2) Marca el quiebre base/pared
Para que el bolso suba sin deformarse, haz una vuelta de transición:
- Opción recomendada: una vuelta cogiendo solo el bucle trasero (BLO).
- Alternativa: una vuelta de punto raso (sin apretar) para reforzar.
3) Sube paredes sin aumentar
A partir de aquí, normalmente tejes sin aumentos hasta el alto deseado.
- Usa marcador de inicio de vuelta.
- Cuenta puntos de vez en cuando: si aumentas sin querer, el bolso se abre.
4) Ajusta el alto y prepara el borde
Cuando estés a 2–3 cm del alto final, piensa ya en el acabado superior: es el momento perfecto para reforzar.
Paso a paso: shopper en piezas (paneles + costura)
1) Teje dos paneles iguales (delantero y trasero)
- Teje un rectángulo del ancho y alto deseados.
- Repite otro igual (contando filas y puntos, no a ojo).
2) Decide el fondo
Tienes dos opciones:
- Fondo plano: coses los dos paneles por abajo y laterales, y listo.
- Fondo con base: tejes una base rectangular/ovalada y la coses para dar volumen y estructura.
3) Cose con técnica resistente
Para shopper, suele ir muy bien:
- Costura a crochet (punto bajo o punto raso) para máxima resistencia, o
- Costura con aguja + segunda pasada interior si va a cargar bastante.
Asas: opciones y cómo reforzarlas
Las asas son el punto crítico de un shopper.

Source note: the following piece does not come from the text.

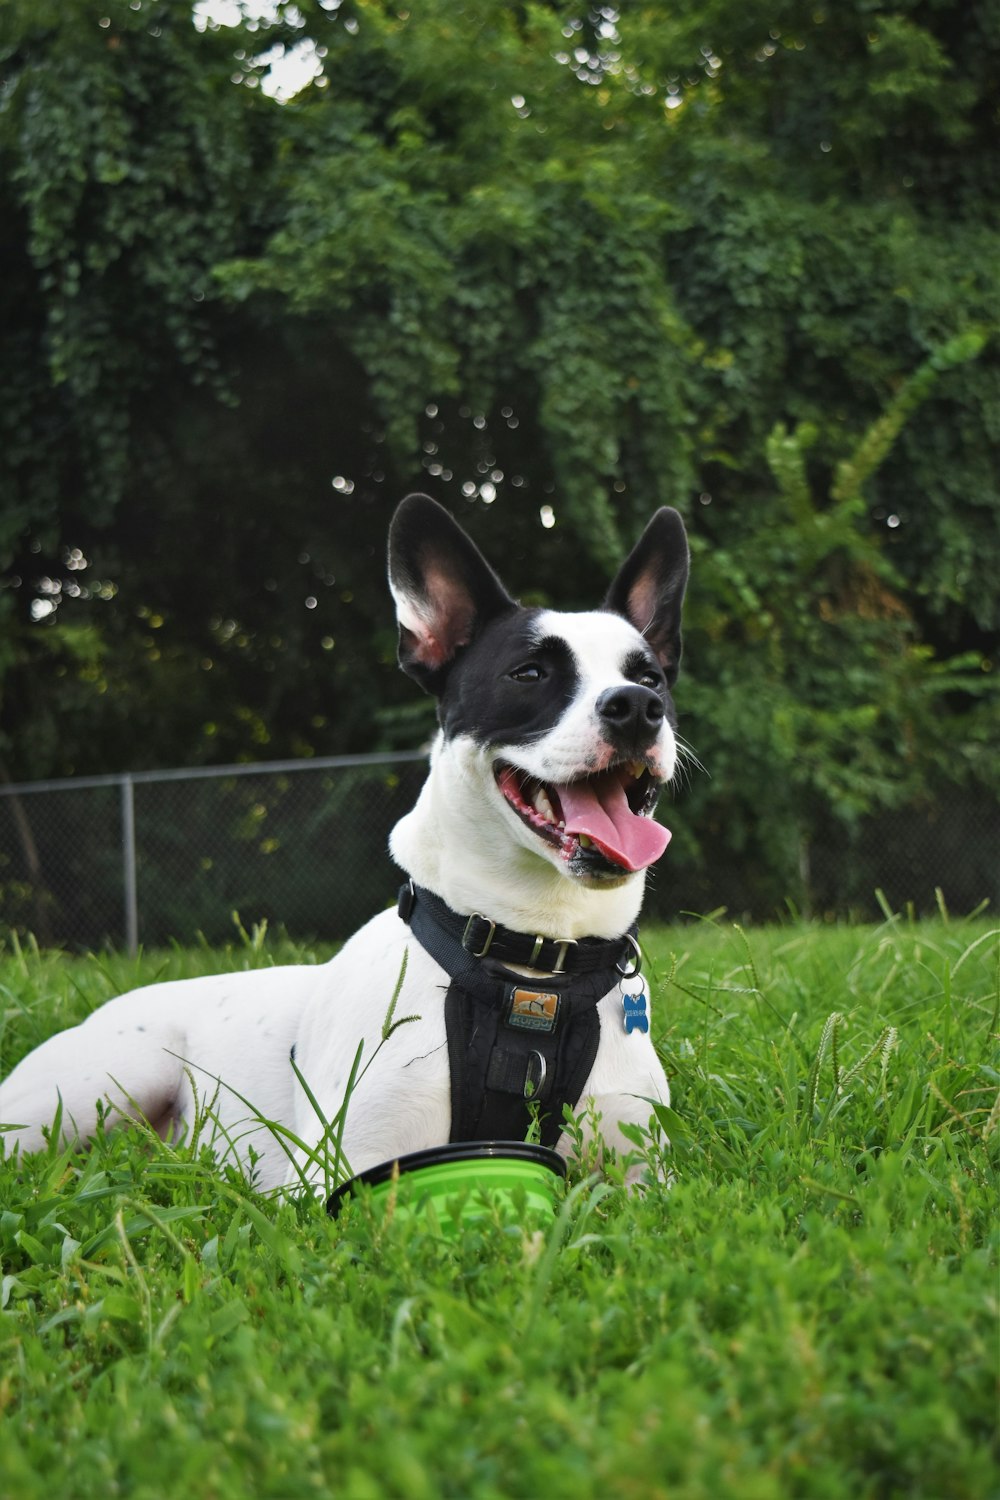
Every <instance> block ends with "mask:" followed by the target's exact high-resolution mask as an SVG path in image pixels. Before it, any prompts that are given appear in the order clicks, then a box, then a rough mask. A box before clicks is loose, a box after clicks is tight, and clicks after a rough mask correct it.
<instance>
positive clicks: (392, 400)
mask: <svg viewBox="0 0 1000 1500" xmlns="http://www.w3.org/2000/svg"><path fill="white" fill-rule="evenodd" d="M988 10H990V7H988V3H987V0H981V3H973V5H972V6H969V7H966V9H964V10H963V15H961V17H957V15H954V13H952V10H949V9H948V7H940V6H936V5H933V3H931V0H924V3H913V0H906V3H904V5H903V6H900V5H895V6H892V7H889V6H883V5H871V3H868V0H865V3H864V5H862V3H861V0H849V3H847V5H838V6H837V7H825V6H822V5H820V6H817V5H814V3H810V5H808V6H805V5H802V3H801V0H777V3H775V5H774V6H772V7H771V9H769V12H768V20H766V23H765V21H762V20H760V17H759V13H757V12H754V9H753V7H750V9H748V7H745V6H742V7H741V6H736V5H733V3H732V0H708V3H699V5H697V6H696V5H693V3H687V0H684V3H681V5H676V6H672V7H670V9H669V12H664V9H663V7H661V6H658V5H652V3H651V5H642V3H640V5H634V6H628V7H621V9H618V7H612V6H600V7H595V9H592V10H586V12H580V10H577V9H574V7H573V6H568V5H537V6H508V5H502V3H499V0H471V3H468V5H465V6H463V7H462V10H460V12H456V9H454V6H453V5H451V3H450V0H426V3H421V5H420V6H418V7H417V6H414V7H411V9H409V10H406V9H400V7H397V6H393V5H388V3H385V0H345V3H343V5H339V6H331V5H327V3H321V0H301V3H300V5H298V6H295V7H292V6H285V7H280V9H279V12H277V15H276V18H274V21H273V23H270V24H259V23H255V21H244V23H243V26H241V27H238V28H232V27H216V28H214V30H213V28H211V27H210V28H208V30H205V31H198V30H196V28H195V27H193V26H192V24H190V10H189V7H187V6H186V5H181V3H180V0H144V3H142V6H141V9H139V10H132V7H130V6H126V5H124V0H114V3H111V5H109V6H108V15H106V17H105V20H108V23H109V24H108V26H97V24H96V21H94V17H93V13H90V12H88V10H87V6H85V3H84V0H63V3H60V5H55V3H51V5H49V3H46V5H42V6H39V5H30V6H28V5H27V3H15V5H13V6H10V7H9V9H7V12H4V17H6V18H4V21H3V24H4V27H6V31H4V52H3V57H4V65H3V68H4V80H6V83H4V92H3V96H1V102H0V150H1V151H3V159H1V163H0V193H1V195H3V202H1V204H0V207H1V208H3V210H4V211H3V219H1V222H3V223H4V226H6V228H4V231H3V233H4V237H6V239H4V246H3V251H4V261H6V263H9V266H10V276H9V278H4V282H3V287H4V293H0V296H1V297H6V306H4V318H6V321H7V324H9V327H10V329H12V330H13V339H12V342H9V345H7V348H9V350H10V351H12V353H10V357H9V360H7V362H6V363H4V365H3V368H0V381H1V383H3V389H4V399H3V401H1V402H0V411H3V417H0V422H6V429H4V432H3V434H1V437H4V438H6V441H4V444H3V460H1V462H3V463H4V474H3V483H4V496H7V495H9V504H7V501H6V498H4V513H3V522H1V523H3V535H0V552H3V550H4V549H6V559H7V561H6V564H4V565H6V568H7V582H12V580H13V579H15V577H16V579H21V586H19V588H7V589H4V591H1V592H0V600H3V601H6V603H4V606H3V607H6V610H7V624H9V627H10V628H9V630H7V645H6V646H4V649H6V658H4V661H3V663H0V667H1V669H3V678H1V681H3V691H4V700H3V708H1V711H0V735H3V736H4V741H6V750H4V753H6V756H7V760H9V765H10V768H12V774H16V775H24V774H31V772H36V774H40V772H45V771H69V769H72V768H76V769H82V768H90V766H100V768H106V766H108V765H114V763H133V765H135V763H138V762H157V763H163V762H165V760H204V759H222V760H223V759H232V757H244V756H259V754H265V753H295V754H307V753H312V751H316V750H340V748H369V747H370V745H372V744H373V742H378V741H381V742H384V744H385V742H393V741H399V739H409V741H412V738H414V736H417V735H418V733H423V732H426V729H427V727H429V717H427V708H426V705H420V706H418V708H415V709H411V708H408V706H403V705H405V703H406V702H408V699H406V696H405V687H403V685H402V684H400V682H397V679H396V676H394V673H393V666H391V661H393V630H391V621H390V618H388V610H387V606H385V600H384V594H382V589H381V583H379V574H381V562H379V558H381V553H382V547H384V532H385V523H387V519H388V514H390V511H391V507H393V504H394V501H396V499H397V498H399V495H400V493H402V492H403V490H406V489H411V487H417V486H420V487H427V489H430V490H432V492H433V493H436V495H438V496H439V498H441V499H442V501H444V502H445V504H450V505H451V508H454V510H456V511H459V514H460V516H462V517H463V519H465V520H468V523H469V526H471V529H472V531H474V534H477V537H478V538H480V540H481V541H483V546H484V547H486V550H487V552H489V555H490V556H492V558H493V559H495V561H496V562H498V565H499V567H501V570H502V571H504V573H505V576H507V577H508V579H510V582H511V585H513V586H523V585H529V586H531V588H532V591H534V594H532V597H537V598H540V600H550V601H555V603H559V604H582V606H589V604H591V603H592V601H594V598H595V597H598V595H600V592H601V588H603V580H604V579H606V577H607V576H609V574H610V571H612V568H613V565H615V561H616V558H618V556H619V555H621V549H622V546H624V543H625V541H627V540H630V538H631V535H634V532H636V531H637V529H639V526H640V525H642V522H643V520H645V517H646V516H648V513H649V511H651V510H652V508H654V507H655V505H657V504H661V502H672V504H679V505H681V508H682V510H685V513H687V516H688V520H690V525H691V531H693V543H694V550H696V573H694V586H693V592H691V600H690V609H688V658H687V687H685V691H684V694H682V703H687V705H688V715H690V717H688V718H687V720H685V724H684V729H685V733H688V736H690V738H691V739H693V742H694V747H696V750H697V751H699V753H700V756H702V759H703V760H705V762H706V763H708V766H709V769H711V772H712V777H714V780H712V781H711V783H709V781H706V780H705V778H699V777H696V778H694V784H693V790H691V798H690V801H688V804H687V807H688V808H690V820H691V823H693V825H697V826H700V828H703V829H706V835H705V840H703V843H702V847H700V849H699V847H697V846H696V840H694V838H693V835H688V837H687V841H685V835H684V832H682V834H681V835H679V837H678V847H679V849H681V850H682V852H684V850H685V849H687V852H688V855H690V856H691V858H694V855H696V853H697V855H699V858H715V852H718V856H720V859H723V861H724V859H726V858H729V855H730V853H732V852H733V850H735V849H741V850H744V852H745V853H747V855H748V856H753V859H754V861H756V865H757V868H759V870H760V871H763V874H762V880H763V885H765V886H766V889H768V891H769V892H777V894H780V891H781V889H783V888H786V886H787V883H789V880H792V879H793V874H795V870H793V865H795V862H796V859H798V858H799V853H801V852H804V850H808V847H810V844H811V843H813V841H814V840H816V838H817V837H819V835H820V832H822V831H823V829H826V828H828V826H829V819H831V817H832V819H834V822H835V823H837V825H838V826H843V828H850V826H855V825H856V823H858V820H859V819H862V817H865V816H870V814H871V813H873V811H876V810H879V808H885V807H891V805H898V804H901V802H906V804H907V805H909V802H912V801H913V799H915V798H919V796H928V795H936V790H934V789H940V786H942V784H945V783H949V784H951V783H955V781H958V783H961V784H969V786H982V784H984V778H990V775H991V774H993V772H991V769H990V765H988V756H987V754H985V745H987V744H988V742H990V735H991V733H994V732H996V730H994V729H991V727H990V726H991V723H993V720H991V717H990V715H991V714H993V712H994V709H993V708H991V706H990V694H987V696H984V688H987V687H988V685H991V684H993V681H994V678H993V676H991V673H990V670H987V667H988V666H990V657H988V646H990V643H991V639H993V636H991V631H993V630H994V628H996V622H997V621H996V588H994V585H993V579H994V577H996V573H997V571H999V570H1000V535H999V534H997V514H999V505H997V477H996V463H994V462H993V455H994V452H996V438H997V432H996V411H997V410H1000V401H999V399H997V398H999V395H1000V392H999V384H1000V360H999V356H997V341H996V329H997V324H999V321H1000V309H999V302H1000V297H999V276H997V264H1000V257H999V255H997V249H999V234H997V216H996V205H994V204H993V202H991V198H990V181H991V178H993V180H996V166H997V142H996V135H994V130H993V120H994V114H996V104H997V101H996V55H997V54H996V39H994V37H991V33H990V26H988ZM276 42H277V43H280V45H285V46H288V48H292V46H306V48H307V46H312V48H315V49H316V51H315V55H316V58H318V63H319V65H321V68H322V72H321V77H318V78H316V80H315V83H313V84H312V86H310V87H307V89H306V90H303V93H301V95H298V96H297V98H295V99H294V101H291V102H289V104H283V105H280V104H277V102H276V101H273V99H268V98H264V96H262V95H261V89H259V81H261V78H262V77H264V72H265V62H262V57H265V54H267V52H268V49H270V48H271V46H273V45H274V43H276ZM192 288H193V290H195V293H196V297H195V299H192ZM178 541H183V544H178ZM73 547H76V549H79V555H81V556H82V558H84V559H90V561H91V567H93V568H94V571H96V576H99V577H102V579H106V580H111V582H112V583H114V586H115V588H117V592H114V595H112V597H108V598H102V597H100V594H102V592H105V591H102V589H94V588H88V592H90V594H91V595H96V597H90V598H82V597H72V586H61V585H63V583H66V585H72V583H73V579H69V577H67V571H73V570H72V568H70V561H73V559H76V553H75V552H73V550H72V549H73ZM31 549H37V550H31ZM63 549H70V550H69V552H64V550H63ZM60 552H63V556H60ZM67 558H69V561H67ZM0 562H3V558H0ZM42 562H43V564H45V567H46V568H48V571H40V565H42ZM94 571H90V573H88V574H87V576H90V577H93V576H94ZM79 574H81V570H79V568H76V573H75V579H76V580H78V579H79ZM46 577H48V579H49V583H48V585H45V582H43V580H45V579H46ZM109 591H111V588H108V592H109ZM52 604H58V607H57V609H52V607H51V606H52ZM33 615H34V616H39V618H31V616H33ZM15 622H16V624H15ZM205 663H210V666H207V664H205ZM54 672H60V673H61V675H60V676H58V678H57V682H58V684H60V693H58V697H52V693H51V690H49V688H48V687H46V684H48V682H51V678H52V673H54ZM372 682H375V684H376V687H375V690H372ZM111 684H115V687H117V691H114V693H112V691H111ZM102 687H105V688H106V690H105V691H102ZM136 730H138V735H141V741H139V742H138V744H136ZM955 747H958V750H957V748H955ZM763 808H768V810H769V813H771V816H765V814H763V811H762V810H763ZM768 879H769V880H771V882H772V883H771V885H768V883H766V882H768ZM771 898H772V895H771V894H769V895H768V900H771Z"/></svg>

Estas son las opciones más usadas:
Opción 1: asas tejidas
- Bonitas, integradas y fáciles.
- Imprescindible: punto muy compacto + refuerzo en el anclaje (varias pasadas de costura).

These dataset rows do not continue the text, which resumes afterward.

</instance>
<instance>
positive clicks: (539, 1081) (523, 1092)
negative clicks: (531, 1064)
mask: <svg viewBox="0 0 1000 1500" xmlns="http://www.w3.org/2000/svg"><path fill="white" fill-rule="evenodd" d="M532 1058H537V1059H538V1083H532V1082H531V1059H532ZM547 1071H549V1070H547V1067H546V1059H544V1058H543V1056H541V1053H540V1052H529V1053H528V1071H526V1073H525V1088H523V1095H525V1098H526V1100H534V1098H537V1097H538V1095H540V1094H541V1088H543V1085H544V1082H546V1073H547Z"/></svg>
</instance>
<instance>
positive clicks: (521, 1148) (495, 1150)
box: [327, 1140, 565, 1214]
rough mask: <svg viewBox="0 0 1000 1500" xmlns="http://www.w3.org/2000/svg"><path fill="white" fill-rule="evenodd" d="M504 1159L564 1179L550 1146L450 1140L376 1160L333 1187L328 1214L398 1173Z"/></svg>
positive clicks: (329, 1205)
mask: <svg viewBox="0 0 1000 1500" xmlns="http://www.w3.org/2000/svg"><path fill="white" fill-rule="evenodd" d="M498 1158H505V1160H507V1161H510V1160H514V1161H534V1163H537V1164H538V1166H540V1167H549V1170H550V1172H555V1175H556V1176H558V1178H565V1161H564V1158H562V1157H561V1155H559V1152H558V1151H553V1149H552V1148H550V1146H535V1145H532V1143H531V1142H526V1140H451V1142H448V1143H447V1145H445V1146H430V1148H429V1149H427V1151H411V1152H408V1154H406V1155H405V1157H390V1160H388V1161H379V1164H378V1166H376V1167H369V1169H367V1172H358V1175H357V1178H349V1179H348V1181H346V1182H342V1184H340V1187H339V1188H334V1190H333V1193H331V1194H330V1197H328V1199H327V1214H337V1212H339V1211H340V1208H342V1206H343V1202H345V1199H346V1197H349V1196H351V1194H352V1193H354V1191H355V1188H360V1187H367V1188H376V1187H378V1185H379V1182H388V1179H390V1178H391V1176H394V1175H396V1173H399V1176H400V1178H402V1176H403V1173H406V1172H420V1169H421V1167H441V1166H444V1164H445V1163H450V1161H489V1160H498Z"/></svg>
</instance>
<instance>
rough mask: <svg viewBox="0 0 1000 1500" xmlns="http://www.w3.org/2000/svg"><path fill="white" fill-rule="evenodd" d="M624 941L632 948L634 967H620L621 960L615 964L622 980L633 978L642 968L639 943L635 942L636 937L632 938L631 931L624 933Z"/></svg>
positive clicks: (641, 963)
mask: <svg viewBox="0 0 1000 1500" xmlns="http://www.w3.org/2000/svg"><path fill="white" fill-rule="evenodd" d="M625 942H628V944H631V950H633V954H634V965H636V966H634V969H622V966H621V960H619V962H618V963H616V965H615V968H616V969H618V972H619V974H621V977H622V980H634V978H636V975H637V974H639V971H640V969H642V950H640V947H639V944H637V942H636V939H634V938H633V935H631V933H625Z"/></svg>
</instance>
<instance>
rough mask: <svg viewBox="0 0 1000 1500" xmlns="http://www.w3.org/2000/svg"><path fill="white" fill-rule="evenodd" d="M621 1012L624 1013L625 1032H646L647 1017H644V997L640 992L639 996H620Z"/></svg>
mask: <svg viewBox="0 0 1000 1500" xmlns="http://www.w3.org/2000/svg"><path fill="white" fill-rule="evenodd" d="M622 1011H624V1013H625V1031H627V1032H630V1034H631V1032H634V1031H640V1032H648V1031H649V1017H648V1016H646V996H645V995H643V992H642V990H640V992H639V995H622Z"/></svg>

Opción 2: asas de cinta, polipiel o cuero
- Dan un acabado muy pro y reparten el peso.
- Ideal si quieres que el bolso no ceda.
Opción 3: cadena + correa
Queda genial en shoppers más “ligeros” o tipo tote elegante. Asegúrate de reforzar bien los puntos de anclaje.
Tip pro: si el shopper va a cargar peso, evita anclar asas a un solo punto. Reparte el anclaje en varios puntos y refuerza por dentro.
Borde superior: cómo evitar que se abra
Un buen borde superior es lo que hace que el bolso no pierda forma con el uso. Dos opciones simples:
- 1–2 vueltas de punto bajo compacto.
- 1 vuelta de punto raso (sin apretar) como remate limpio.
Forro: cuándo conviene y cómo mejora el bolso
Si quieres un shopper duradero y “de batalla”, el forro es tu mejor aliado:
- Evita que el tejido se estire con el peso.
- Protege el interior y mejora el acabado.
- Permite añadir base rígida para que el fondo quede plano.
Errores típicos y soluciones
Se abre y se ondula al subir paredes
Solución: revisa que no estés aumentando y marca el quiebre base/pared con BLO o transición firme.
El bolso cede con el peso
Solución: punto más compacto + refuerzo de borde y asas; considera forro.
El shopper queda torcido
Solución: en piezas, alinea y marca esquinas antes de coser; en redondo, usa marcador y controla el inicio de vuelta.
Las asas se deforman
Solución: anclaje reforzado (por dentro y por fuera), o asas de cinta/piel para repartir carga.
- Trapillo y cordón para bolsos con cuerpo y acabado limpio.
- Accesorios (asas, cadenas, cierres) para un resultado más pro.
- Marcadores, agujas laneras y básicos de mercería para rematar bien.
Un shopper bonito no es solo tamaño: es punto compacto, borde superior firme y asas bien reforzadas. Si cuidas esos tres puntos, tu bolso quedará cómodo, resistente y con ese acabado limpio que apetece llevar a diario.